Mama would always fix her cup (cream and sugar…later one of those tiny saccharin pills when they became available) and drink on it all day. It didn’t matter if it were cold, hot, warm or somewhere in between. She would drink ‘til the cup was empty, then fix her another cup and drink on that the rest of the day. Papa always had to have his hot. If it got the least bit cold, he would pour it out and perk another pot. Pa Paw Canter (my grandfather-in-law), would drink his right out of the spout almost. I’ve never since seen anyone drink their coffee that hot.
We had a good friend who carried the rural mail. He would stop back by his house and pour himself another cup of cold coffee and crumble a biscuit in it. As long as he lived, he always drank another cup of coffee along about 11 o’clock in the day with a biscuits that Louise had made before he went to work early that morning. When mama taught school at Flat Creek, she would go to the teacher’s lounge each morning and pour a cup of coffee. She would drink on that until lunch, pour herself another cup and sip on that. She had a plant in her room and at the end of the day if there was any coffee left, she poured it into that plant. It grew to the ceiling and was so green and full. I guess even plants like their coffee. I remember JFG coffee that came in the can. When the A&P was in Marshall, mama started buying 8 o’clock coffee beans. We were thrilled that A&P had a coffee grinder and we could pour in the beans and grind them up. Even if you didn’t care much for coffee, that smell would make you crave a cup. When we went to the lake or the creek fishing, Uncle Ed would take some ground coffee, put it in a pan with water and boil it over the fire. That was some strong coffee. He said coffee weren’t no good unless it would float a number 9 horseshoe. One sip of that and you would be wide awake this time tomorrow. That was the beginning of Espresso, I suppose.

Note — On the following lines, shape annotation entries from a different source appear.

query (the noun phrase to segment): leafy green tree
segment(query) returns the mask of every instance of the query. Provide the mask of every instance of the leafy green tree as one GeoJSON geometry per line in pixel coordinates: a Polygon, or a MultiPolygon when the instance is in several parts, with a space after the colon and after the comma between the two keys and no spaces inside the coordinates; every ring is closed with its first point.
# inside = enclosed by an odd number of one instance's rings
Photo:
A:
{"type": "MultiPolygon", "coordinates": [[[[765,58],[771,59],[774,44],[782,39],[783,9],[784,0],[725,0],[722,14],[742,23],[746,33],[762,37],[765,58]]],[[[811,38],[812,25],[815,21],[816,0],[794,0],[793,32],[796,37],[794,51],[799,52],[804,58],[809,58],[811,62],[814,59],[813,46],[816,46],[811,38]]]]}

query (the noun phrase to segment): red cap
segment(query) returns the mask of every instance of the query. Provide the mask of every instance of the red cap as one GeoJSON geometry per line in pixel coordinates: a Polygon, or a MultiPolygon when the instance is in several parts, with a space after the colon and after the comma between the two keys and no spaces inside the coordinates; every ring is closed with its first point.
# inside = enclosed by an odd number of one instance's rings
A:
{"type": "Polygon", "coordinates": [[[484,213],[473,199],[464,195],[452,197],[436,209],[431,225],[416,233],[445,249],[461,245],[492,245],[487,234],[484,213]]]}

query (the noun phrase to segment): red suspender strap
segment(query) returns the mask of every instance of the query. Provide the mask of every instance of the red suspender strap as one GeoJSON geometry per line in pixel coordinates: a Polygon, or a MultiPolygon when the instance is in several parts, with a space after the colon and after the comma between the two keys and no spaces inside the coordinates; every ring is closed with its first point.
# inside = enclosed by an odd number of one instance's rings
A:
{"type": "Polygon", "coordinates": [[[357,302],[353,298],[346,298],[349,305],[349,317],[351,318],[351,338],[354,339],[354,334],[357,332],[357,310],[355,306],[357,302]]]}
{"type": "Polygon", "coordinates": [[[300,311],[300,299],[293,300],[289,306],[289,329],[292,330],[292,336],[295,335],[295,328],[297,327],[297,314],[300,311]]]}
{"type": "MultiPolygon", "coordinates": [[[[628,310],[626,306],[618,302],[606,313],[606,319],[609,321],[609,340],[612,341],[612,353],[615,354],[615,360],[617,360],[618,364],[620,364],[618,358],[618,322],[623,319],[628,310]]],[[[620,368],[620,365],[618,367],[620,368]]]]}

The way we drink coffee has changed a lot over the years. There are specialty coffee shops that serve only coffee, many, many different flavors of coffee and most times at about five dollars a cup (Styrofoam). They invented de-caf coffee with the caffeine removed for those that don’t drink coffee to stay awake. There are about as many flavors of “cream” you can add to your coffee to make it taste like this or that or the other. Even sugar has changed. You can add refined sugar, unrefined sugar, substitute sugar, turbinado sugar. There are so many flavors added to coffee and to cream, they whip it, froth it, ice it and generally dilute a good cup of coffee until you can barely taste the coffee in it. When we were in Italy last year, their coffee was even stronger than Uncle Ed’s campfire coffee. It was so strong and thick, it wouldn’t pour out of the cup, and you had to drink it with a spoon, like syrup. Don’t leave the spoon in the cup, or it would melt the spoon.
I love coffee in summer, when you can take your freshly brewed cup of coffee and go outside in the quiet, sit on the porch, listen to the birds and enjoy your cup. My mind takes me back to those days on the creek bank with that bitter, strong cup of coffee with my Uncle Ed, the aroma could be smelled for miles, sitting with mama on her front porch rocking, drinking coffee and talking, Granny Doshey using her apron as a pot holder to carry that big enamel coffee pot from the stove to the table. Such wonderful memories and so blessed am I to have them. I wonder if young folks today will have such sweet memories when they go in Starbucks and smell that wonderful smell.